Doch dann geschah Folgendes: es war der Abend des Champions League Finales, in dem Real Madrid das Team aus Liverpool besiegen sollte. Madrid, Spanien, uninteressant, dachte ich. Weit gefehlt. Beim ersten Tor der Spanier ließ unser Kellner vor Begeisterung die Arbeit ruhen. Und auch der weitere Spielverlauf sowie der Sieg der Spanier wurden in der Stadt an vielen Stellen gefeiert und mit Hupkonzerten und Feuerwerk honoriert.
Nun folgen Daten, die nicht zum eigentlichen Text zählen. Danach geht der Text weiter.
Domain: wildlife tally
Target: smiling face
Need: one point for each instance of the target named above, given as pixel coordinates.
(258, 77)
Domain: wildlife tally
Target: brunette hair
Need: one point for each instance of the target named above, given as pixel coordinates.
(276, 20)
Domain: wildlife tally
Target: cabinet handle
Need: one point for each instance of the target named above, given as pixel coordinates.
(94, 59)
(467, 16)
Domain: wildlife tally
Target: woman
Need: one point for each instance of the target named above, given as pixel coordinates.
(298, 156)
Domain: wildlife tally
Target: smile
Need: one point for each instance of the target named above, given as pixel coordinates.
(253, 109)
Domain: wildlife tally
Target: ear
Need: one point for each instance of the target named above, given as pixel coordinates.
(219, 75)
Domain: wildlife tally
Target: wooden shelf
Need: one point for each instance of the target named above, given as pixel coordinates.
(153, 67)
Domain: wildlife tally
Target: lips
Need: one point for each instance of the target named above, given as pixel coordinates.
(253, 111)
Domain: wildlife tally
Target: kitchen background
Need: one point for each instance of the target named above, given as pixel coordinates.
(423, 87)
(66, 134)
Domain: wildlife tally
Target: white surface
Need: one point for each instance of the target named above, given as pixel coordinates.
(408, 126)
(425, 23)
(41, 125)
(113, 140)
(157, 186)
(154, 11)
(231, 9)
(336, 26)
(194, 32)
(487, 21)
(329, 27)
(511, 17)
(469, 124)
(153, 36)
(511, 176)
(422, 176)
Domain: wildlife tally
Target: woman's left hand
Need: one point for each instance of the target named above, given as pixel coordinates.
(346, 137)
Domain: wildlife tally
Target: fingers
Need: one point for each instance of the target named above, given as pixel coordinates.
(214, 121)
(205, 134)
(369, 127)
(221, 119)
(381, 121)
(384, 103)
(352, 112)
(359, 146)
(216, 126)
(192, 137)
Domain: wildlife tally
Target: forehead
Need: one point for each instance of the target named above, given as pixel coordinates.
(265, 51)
Hm, seltsam, wie geht das denn – war meine erste Reaktion. Doch dann erwachte das Berater-Hirn aus seinem Urlaubsmodus. War das Erlebte nicht vielmehr Ausdruck dessen, was uns im Arbeitsalltag so häufig begegnet – der Ambivalenz zwischen zwei eigentlich widersprüchlichen Positionen? Ambivalenz, so Wikipedia, bezeichnet einen Zustand psychischer Zerrissenheit. Mir scheint, dass dieses Sich-zwischen-den-Stühlen-Fühlen in Zeiten von Transformation und ungewisser Zukunft besonders häufig in uns wirkt. Denken wir nur an das, was in vielen Organisationen derzeit zu beobachten ist: Selbstgesteuerte Teams? Toll! Aber möge bitte jemand anders die Verantwortung übernehmen? Oder: agile, kreative Arbeitsformen? Super. Aber mein Einzelbüro, in dem seit Jahren meine Grünpflanzen prächtig gedeihen, gebe ich nicht her. Das Schwanken zwischen Alt und Neu, Komfortzone und Weiterentwicklung, einerseits und andererseits ist hier ein bekannter Begleiter, gerade in Phasen des Umbruchs.

Es gehört zu guter (Selbst-)Führung, sich diesen Ambivalenzen zu stellen und einen zielführenden Umgang damit zu entwickeln. Denn zu viel der Spannung kann Veränderungsprozesse lähmen und Menschen zermürben. Manchmal, so dachte ich mir an jenem lauen Frühsommerabend, ist es aber auch legitim und entspannt, das Beste von beiden Welten zu wollen. Vielleicht verstehe ich aber auch einfach nichts von Fußball.